The court rejected all of the consumer's arguments. His claim that he had little idea what the offer meant was unrealistic, as he had previously settled similar claims. His attorney could have requested a fee award that would have covered the time necessary to finalize the settlement. The court also rejected an argument that the consumer achieved more than limited success, an argument that he based on the liability disclaimer in the settlement offer. The fact that the debt collector disclaimed liability in a settlement offer, but then the consumer obtained the maximum statutory damages, was irrelevant. The settlement offer contained merely standard terms and as soon as the parties had finalized the settlement, a judgment would have been entered against the debt collector, making the liability disclaimer in the offer immaterial.
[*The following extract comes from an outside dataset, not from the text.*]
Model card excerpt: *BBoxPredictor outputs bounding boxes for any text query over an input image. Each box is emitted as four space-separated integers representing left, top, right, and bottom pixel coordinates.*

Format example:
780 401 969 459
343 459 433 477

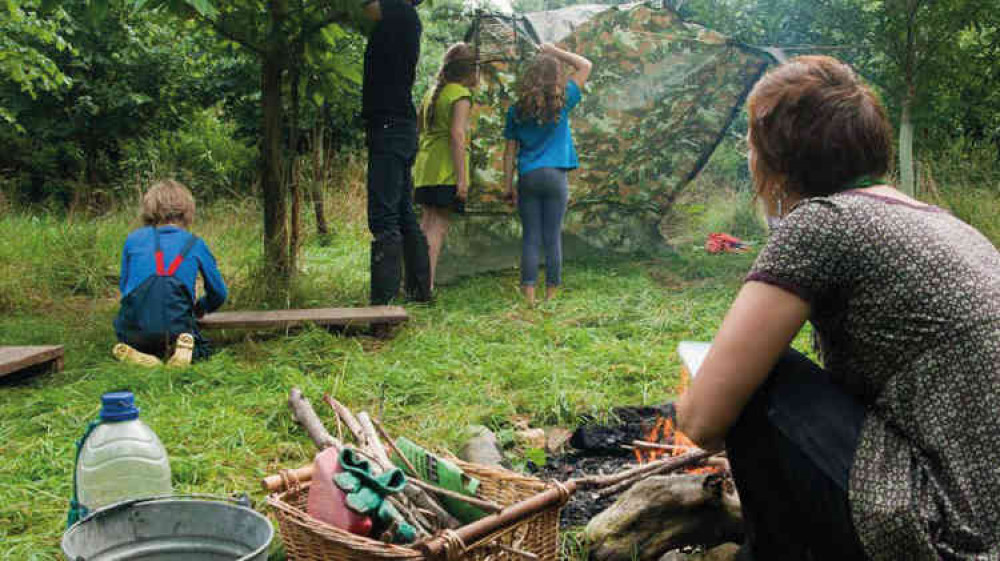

The time associated with the $187,410 in attorney fees did not reflect the reasonable attorney work. To the contrary, the vast majority of the fees were for time spent pursuing an unsuccessful and ill-advised effort to win a much bigger payoff than was even remotely possible in the circumstances giving rise to the claims.

The case number is No. 17-3259.

Attorneys: Mario Kris Kasalo (Law Office of M. Kris Kasalo, Ltd.) for Isaac Paz. David M. Schultz (Hinshaw & Culbertson LLP) for Portfolio Recovery Associates, LLC.